アンケート調査結果、ヒアリング調査結果で港湾関係事業者は、神戸港の改善点として、港湾のトータルコストの高さを指摘している。船社へのアンケート調査結果によると神戸港の40フィートコンテナ1個当たりの港湾コストは、海外主要ハブ港である釜山、高雄、シンガポール等と比較して2倍前後になるとの回答がなされており、また、国内主要他港と比べても隣接する大阪港よりも1割程度高いとの回答がなされており、事実上、アジアの主要港の中では最もコストの高い港の部類に入るといえる。

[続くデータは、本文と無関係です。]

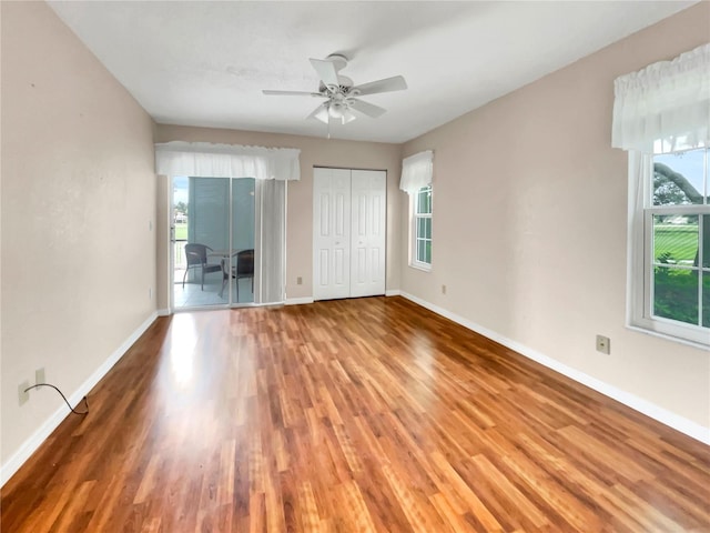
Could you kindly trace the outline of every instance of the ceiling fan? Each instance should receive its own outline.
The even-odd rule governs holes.
[[[339,53],[332,53],[325,59],[312,59],[311,64],[321,78],[317,92],[264,90],[264,94],[325,98],[325,101],[307,118],[317,119],[329,125],[331,119],[337,120],[342,124],[355,120],[357,115],[353,111],[376,119],[386,110],[359,100],[357,97],[378,92],[402,91],[407,88],[407,83],[402,76],[354,86],[353,80],[338,73],[347,66],[347,58]]]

このことが神戸港のトランシップ貨物流出の最大の原因となっている。

アンケート調査結果等においても、荷主、船社は、港を利用するポイントとして、まず「港湾コスト」の安いことをあげており、他の主要港との競合に打ち勝ち、神戸港が今後とも、世界的ハブ港として生き残るためには港湾コストの思い切った低減をすることが必要である。

また、震災以後、神戸港においても、港湾管理者による港湾施設使用料等の見直しなど、港湾コスト低減についての取り組みが進められているところであるが、今後とも、港湾施設使用料の見直し、その他水先料・引船料・綱取り料等についても、関係者の取り組みを要請していく必要がある。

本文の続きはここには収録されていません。